Michael Wörle: Erst vor wenigen Wochen erhielten wir das ausführliche Gutachten über die Sanierfähigkeit des Hallenbads. Die Beurteilung der Bausubstanz fiel positiv aus, es ist also möglich, den Bau und die Räume durch Sanierung wieder auf den Stand der modernen Technik zu bringen. Die finale Beurteilung des Freibads steht noch aus. Aktuell erarbeiten wir die konkrete Kostenrechnung für die Sanierung beider Standorte.

myheimat: Gersthofen ist eine reiche Stadt. Wie hoch sind derzeit die Rücklagen? Profitieren auch die Gersthofer direkt von dem Geldsegen?

Michael Wörle: Die Rücklagen belaufen sich im Moment auf circa 70 Millionen Euro. Natürlich profitieren die Einwohner der Stadt von der wirtschaftlichen Stärke und zwar in vielen Bereichen. So befinden wir uns zum Beispiel in der komfortablen Lage, unsere Straßen in einer höheren Taktung zu sanieren als viele andere Kommunen. Dadurch werden größere Straßenschäden vermieden und die Kosten müssen nicht auf die Anwohner umgelegt werden. Und selbst wenn dies der Fall sein sollte, sind die Beträge hierfür in Gersthofen im Vergleich deutlich geringer. Außerdem können wir, auch kurzfristig, auf gesteigerten Kinderbetreuungsbedarf reagieren und, wie in der jüngsten Vergangenheit am Ballonstartplatz, neue Räume und Gruppen errichten. Wir stecken also viel Geld in bestehende und neue Projekte, welche die Lebens- und Wohnqualität in Gersthofen erhalten sowie steigern. Denken Sie zum Beispiel an den Neubau der Skate- und Bikeanlage: Hier investieren wir 350.000 Euro in die Freizeitmöglichkeiten unserer Kinder. Und auch unsere äußerst vielfältige Vereinslandschaft profitiert, denn wir unterstützen diese, wie bereits erwähnt, in den verschiedensten Bereichen mit Zuschüssen. Auch das ist im Landkreis nicht die Regel.

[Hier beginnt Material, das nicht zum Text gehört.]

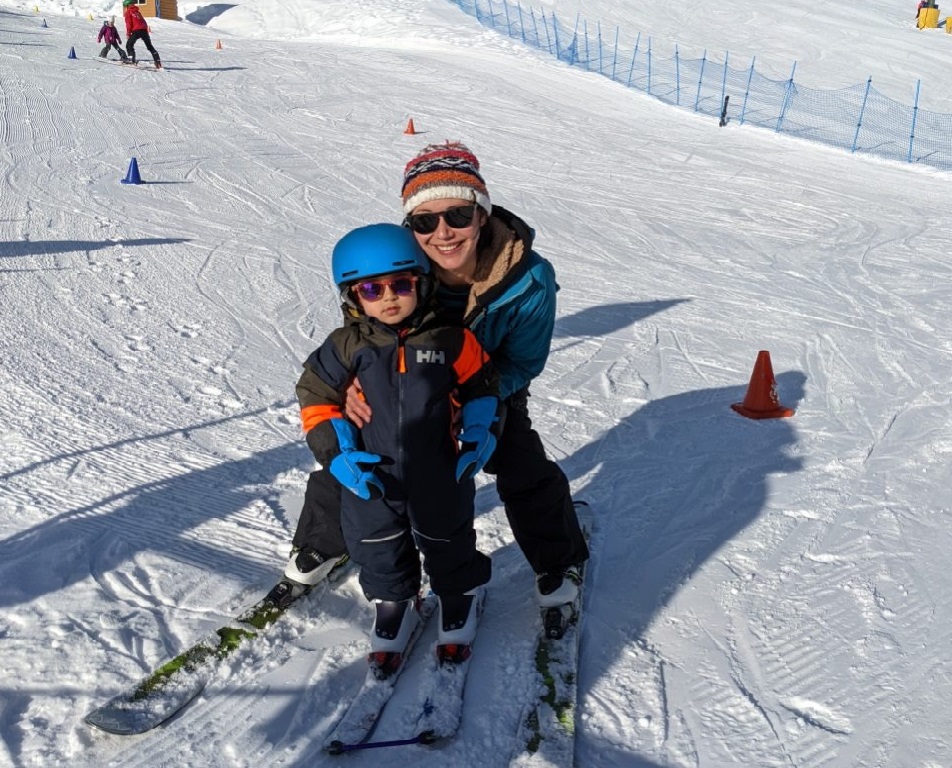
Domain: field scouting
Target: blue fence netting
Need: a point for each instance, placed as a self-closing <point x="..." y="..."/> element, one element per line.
<point x="858" y="118"/>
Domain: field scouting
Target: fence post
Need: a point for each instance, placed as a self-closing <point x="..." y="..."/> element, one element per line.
<point x="915" y="114"/>
<point x="599" y="28"/>
<point x="750" y="77"/>
<point x="862" y="109"/>
<point x="727" y="55"/>
<point x="649" y="67"/>
<point x="677" y="75"/>
<point x="548" y="40"/>
<point x="786" y="99"/>
<point x="700" y="80"/>
<point x="584" y="32"/>
<point x="615" y="54"/>
<point x="634" y="55"/>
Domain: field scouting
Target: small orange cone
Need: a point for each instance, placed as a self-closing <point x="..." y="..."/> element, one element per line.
<point x="761" y="400"/>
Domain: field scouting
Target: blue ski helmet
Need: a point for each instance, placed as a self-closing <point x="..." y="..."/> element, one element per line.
<point x="376" y="250"/>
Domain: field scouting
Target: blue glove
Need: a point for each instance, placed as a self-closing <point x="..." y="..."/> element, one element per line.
<point x="478" y="437"/>
<point x="350" y="466"/>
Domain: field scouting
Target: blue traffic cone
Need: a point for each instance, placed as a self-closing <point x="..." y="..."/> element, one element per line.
<point x="132" y="175"/>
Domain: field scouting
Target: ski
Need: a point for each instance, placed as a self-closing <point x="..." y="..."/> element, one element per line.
<point x="128" y="64"/>
<point x="358" y="722"/>
<point x="166" y="691"/>
<point x="443" y="694"/>
<point x="547" y="730"/>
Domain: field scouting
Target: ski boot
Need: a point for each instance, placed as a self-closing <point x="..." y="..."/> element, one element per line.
<point x="557" y="593"/>
<point x="459" y="615"/>
<point x="394" y="624"/>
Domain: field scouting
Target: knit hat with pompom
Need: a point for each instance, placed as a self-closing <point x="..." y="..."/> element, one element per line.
<point x="441" y="172"/>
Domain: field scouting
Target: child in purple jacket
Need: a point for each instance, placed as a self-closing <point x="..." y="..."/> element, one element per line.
<point x="110" y="35"/>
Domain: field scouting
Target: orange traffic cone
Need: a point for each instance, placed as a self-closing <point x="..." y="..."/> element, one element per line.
<point x="761" y="401"/>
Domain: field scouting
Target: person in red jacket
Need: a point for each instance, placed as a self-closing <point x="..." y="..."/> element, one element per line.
<point x="137" y="29"/>
<point x="110" y="36"/>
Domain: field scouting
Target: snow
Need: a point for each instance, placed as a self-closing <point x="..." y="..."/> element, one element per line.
<point x="762" y="593"/>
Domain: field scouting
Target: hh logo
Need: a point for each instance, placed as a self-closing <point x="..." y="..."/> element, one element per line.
<point x="431" y="356"/>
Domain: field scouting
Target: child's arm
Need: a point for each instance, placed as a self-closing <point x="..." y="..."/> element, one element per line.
<point x="332" y="439"/>
<point x="482" y="413"/>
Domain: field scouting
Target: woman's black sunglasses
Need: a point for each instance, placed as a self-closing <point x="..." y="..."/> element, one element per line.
<point x="456" y="218"/>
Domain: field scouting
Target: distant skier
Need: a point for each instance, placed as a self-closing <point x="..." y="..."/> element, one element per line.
<point x="137" y="29"/>
<point x="110" y="36"/>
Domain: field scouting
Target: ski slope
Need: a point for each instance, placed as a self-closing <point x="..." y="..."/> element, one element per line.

myheimat: Viele Firmen siedeln sich derzeit im B2-Gewerbepark im Norden der Stadt an. Sind bereits alle Gewerbeflächen verkauft? Kann die Stadt ansiedlungswilligen Unternehmen auch andere Flächen anbieten?

Michael Wörle: Die Gewerbeflächen in Gersthofen sind nahezu vollständig verplant. Die einzelnen freien Flächen zwischen bereits bebauten Grundstücken sollen deshalb auch zur Nachverdichtung genutzt werden. Allgemein ist anzumerken, dass wir mittlerweile eine aktive und äußerst erfolgreiche Ansiedlungspolitik betreiben. Wir versuchen also durch gezielte Auswahl Synergien zu schaffen und einen optimalen Mix an Dienstleistung, Handel, Gewerbe und Industrie zu erreichen. Hierbei geht es sowohl um die Bereitstellung von Flächen für bereits ansässige Unternehmen wie auch für Neuansiedlungen.

myheimat: Besten Dank für das Interview, Herr Wörle!